Fulda. Ein Fest für Schauspieler und Zuschauer ist die spritzige Gesellschaftskomödie „Der Vorname“ des französischen Autorenduos Matthieu Delaporte und Alexandre Patellière. In diesem Stück“ eskaliert die Diskussion um den Namen eines noch nicht einmal geborenen Babys auf urkomische Weise zur demaskierenden Krise im Freundes- und Familienkreis. Der ebenso fulminante wie urkomische Seelenstriptease im Bildungsbürger-Milieu zeichnet sich nicht nur durch viel Liebe zum Detail und überaus stimmig gezeichnete Figuren aus, sondern bietet auch intelligente Unterhaltung und funkelnden Witz.

In der Komödie „Der Vorname“, die am Dienstag, 4. Februar 2014 um 20 Uhr im Schlosstheater aufgeführt wird, spielen GRIMME-Preisträger Martin Lindow, Julia Hansen, Anne Weinknecht, Christian Kaiser und Benjamin Kernen. Eintrittskarten sind erhältlich im Bürgerbüro, Schlossstr. 1, und im Theaterbüro, Schlossstr. 5, Telefon: (0661) 102-1483.

Zum Inhalt
Ein gemütlicher Abend soll es werden in der stilvoll eingerichteten Wohnung des Literaturprofessors Pierre und seiner Frau Elisabeth. Außer Elisabeths Bruder Vincent und dessen schwangeren Frau Anna haben sie ihren besten Freund Claude zu marokkanischem Essen eingeladen. Um für „Stimmung“ zu sorgen, enthüllt Vincent den Freunden den geplanten Vornamen seines noch ungeborenen Sohnes: Adolphe. Allgemeine Fassungslosigkeit!
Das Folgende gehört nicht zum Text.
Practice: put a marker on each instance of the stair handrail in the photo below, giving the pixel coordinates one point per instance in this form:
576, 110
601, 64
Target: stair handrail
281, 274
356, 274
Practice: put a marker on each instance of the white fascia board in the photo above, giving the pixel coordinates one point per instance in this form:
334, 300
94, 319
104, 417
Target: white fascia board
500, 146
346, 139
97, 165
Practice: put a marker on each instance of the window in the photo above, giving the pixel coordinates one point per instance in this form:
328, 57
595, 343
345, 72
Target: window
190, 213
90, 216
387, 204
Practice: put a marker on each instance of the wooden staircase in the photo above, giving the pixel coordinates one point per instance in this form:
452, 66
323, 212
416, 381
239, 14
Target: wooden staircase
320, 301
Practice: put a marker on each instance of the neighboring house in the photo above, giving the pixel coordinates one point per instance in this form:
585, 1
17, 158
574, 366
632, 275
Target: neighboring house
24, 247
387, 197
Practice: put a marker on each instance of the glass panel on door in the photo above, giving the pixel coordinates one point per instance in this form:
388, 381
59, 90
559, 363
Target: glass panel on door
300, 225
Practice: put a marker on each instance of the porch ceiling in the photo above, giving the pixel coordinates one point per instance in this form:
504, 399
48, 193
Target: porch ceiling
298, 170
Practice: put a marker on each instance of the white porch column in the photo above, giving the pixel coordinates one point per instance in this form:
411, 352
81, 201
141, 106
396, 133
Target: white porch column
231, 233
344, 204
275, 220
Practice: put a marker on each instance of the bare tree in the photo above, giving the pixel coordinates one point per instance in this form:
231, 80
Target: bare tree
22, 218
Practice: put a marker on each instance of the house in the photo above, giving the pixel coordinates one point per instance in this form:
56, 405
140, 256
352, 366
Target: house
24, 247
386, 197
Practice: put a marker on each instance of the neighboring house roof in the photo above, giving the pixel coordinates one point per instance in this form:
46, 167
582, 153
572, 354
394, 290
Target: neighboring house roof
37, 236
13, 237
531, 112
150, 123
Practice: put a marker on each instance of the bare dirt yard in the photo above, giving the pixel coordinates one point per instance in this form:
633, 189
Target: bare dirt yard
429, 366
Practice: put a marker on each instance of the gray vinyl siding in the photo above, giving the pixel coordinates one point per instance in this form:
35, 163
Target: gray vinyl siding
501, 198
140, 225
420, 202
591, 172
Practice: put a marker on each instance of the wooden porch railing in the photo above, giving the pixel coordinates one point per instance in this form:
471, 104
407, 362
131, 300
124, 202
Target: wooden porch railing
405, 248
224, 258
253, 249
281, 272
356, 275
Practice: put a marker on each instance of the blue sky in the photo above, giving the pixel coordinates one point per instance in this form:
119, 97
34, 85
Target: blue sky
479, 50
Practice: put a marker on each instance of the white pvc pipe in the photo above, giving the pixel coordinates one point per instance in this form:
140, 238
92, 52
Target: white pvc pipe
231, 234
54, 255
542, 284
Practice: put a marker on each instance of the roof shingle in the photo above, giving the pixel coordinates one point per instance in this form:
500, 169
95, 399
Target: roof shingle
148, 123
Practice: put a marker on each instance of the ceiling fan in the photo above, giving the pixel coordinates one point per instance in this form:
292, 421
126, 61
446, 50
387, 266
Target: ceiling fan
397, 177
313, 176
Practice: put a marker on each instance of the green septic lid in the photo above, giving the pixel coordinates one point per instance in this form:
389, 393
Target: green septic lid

Die Debatte um die Frage, ob man sein Kind so nennen darf wie Hitler – selbst bei anderer Schreibweise –, führt dazu, dass unausgesprochene Konflikte ans Licht kommen und die Jugendfreunde wie Kampfhähne aufeinander losgehen. Die Contenance verlieren die Alphatiere völlig, als Elisabeths und Vincents Mutter in einer Weise ins Spiel kommt, die niemand erwartet hätte…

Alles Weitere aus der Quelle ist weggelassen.